Le genre est une autre paire de manches. « Il me sera difficile de me déshabiller devant une femme pour me faire consulter, même si elle est médecin», affirme Sami Palenfo. Le problème du genre est résolu au centre du secteur n°15, avec la présence d’infirmiers, d’infirmières et de sages-femmes. A Ouidi, ce n’est pas le cas, mais Mme Ouédraogo dit n’avoir jamais été confrontée à une résistance ou un refus lié au fait qu’elle soit femme.En réalité, le manque d’engouement a une autre explication. « On se dit qu’on a assez d’informations sur la santé sexuelle et reproductive », indique quelques étudiants. Pourtant, nombre d’entre eux demeurent dans l’ignorance et l’incertitude sur certaines questions liées au sexe.

Selon Amandine Yaméogo, des filles viennent pour comprendre le calcul des cycles menstruels, des couples viennent s’informer sur la planification familiale et le risque de grossesse amène d’autres à venir au centre, etc. Dans le milieu scolaire et surtout dans le secteur informel, les informations reçues sont généralement erronées. « Certains élèves pensent que les rapports sexuels entre partenaires qui s’aiment ne peut occasionner une grossesse », fait remarquer Mme Ouédraogo. Mme Konkobo estime qu’il est anormal qu’une fille de 17 ans tombe enceinte alors qu’elle est en classe d’examen. Pour elle, si cela se produit, soit la grossesse est non désirée, soit elle est précoce car rien ne l’empêchait d’attendre la fin des examens.

Et les cas d’exemption au sport aux examens scolaires pour causes de grossesse, césarienne, allaitement enregistrés dans le centre restent importantes. « De plus en plus de filles de 16, 17 et 18 ans viennent demander des avortements en méconnaissance des textes qui interdisent cette pratique au Burkina Faso », confie Mme Konkobo.

Les jeunes reçoivent les informations de bouche à oreille et ne prennent pas la peine de vérifier, pourtant, les parents n’ont pas le temps d’éclairer leurs lanternes, explique Mlle Konditamdé de l’ABBEF. Toute chose qui témoigne de la nécessité de poursuivre la sensibilisation et l’information des jeunes sur la santé sexuelle et reproductive.
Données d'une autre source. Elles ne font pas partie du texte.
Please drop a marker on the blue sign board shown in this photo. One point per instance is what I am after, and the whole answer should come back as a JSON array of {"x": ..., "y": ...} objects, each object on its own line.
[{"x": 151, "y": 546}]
Pour les différents intervenants, ce travail incombe aux parents.

C’est ainsi que plusieurs jeunes saluent l’érection des centres pour jeunes.
Mais l’un des défis majeurs reste la communication sur leur existence et la sensibilisation des jeunes quant à la l’utilisation des services à eux offerts ainsi que leur dotation en matériels et en ressources financières suffisantes. Cela pourrait contribuer à réduire le taux des grossesses qui est de 13 % chez les adolescentes en milieu urbain et de 29% en milieu rural (Rapport de l’enquête démographique et de santé 2010).
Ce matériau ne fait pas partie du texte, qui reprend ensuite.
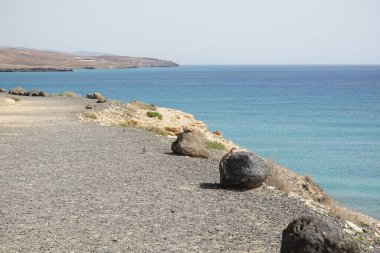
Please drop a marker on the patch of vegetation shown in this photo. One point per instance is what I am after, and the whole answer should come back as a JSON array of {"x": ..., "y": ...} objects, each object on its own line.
[
  {"x": 215, "y": 145},
  {"x": 144, "y": 106},
  {"x": 156, "y": 130},
  {"x": 90, "y": 115},
  {"x": 68, "y": 94},
  {"x": 276, "y": 177},
  {"x": 151, "y": 114},
  {"x": 128, "y": 123}
]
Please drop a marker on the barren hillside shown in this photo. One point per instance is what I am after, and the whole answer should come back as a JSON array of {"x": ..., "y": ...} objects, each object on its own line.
[{"x": 16, "y": 59}]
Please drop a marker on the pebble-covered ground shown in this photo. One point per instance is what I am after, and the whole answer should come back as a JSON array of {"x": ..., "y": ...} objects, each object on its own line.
[{"x": 74, "y": 186}]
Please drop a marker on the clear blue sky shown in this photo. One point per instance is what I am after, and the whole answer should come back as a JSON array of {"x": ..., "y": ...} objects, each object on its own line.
[{"x": 201, "y": 31}]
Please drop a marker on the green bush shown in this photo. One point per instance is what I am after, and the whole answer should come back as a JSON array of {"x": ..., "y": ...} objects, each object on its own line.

Pour Yasmine Zibaré, stagiaire au ministère des Sports et loisirs, si les jeunes sont suffisamment informés des activités des centres, ils les fréquenteront pour garantir une meilleure existence. M. Ido du RAJS, pour sa part, appelle à une synergie d’action des acteurs intervenant en faveur des jeunes afin que des solutions pérennes soient trouvées aux problèmes des jeunes et pour un meilleur fonctionnement des centres pour jeunes. L’implication de la presse est importante, souligne, de son côté, Mlle Konditamdé pour qui des efforts doivent être faits par les médias pour créer des rubriques et des émissions sur la santé sexuelle et reproductive des jeunes.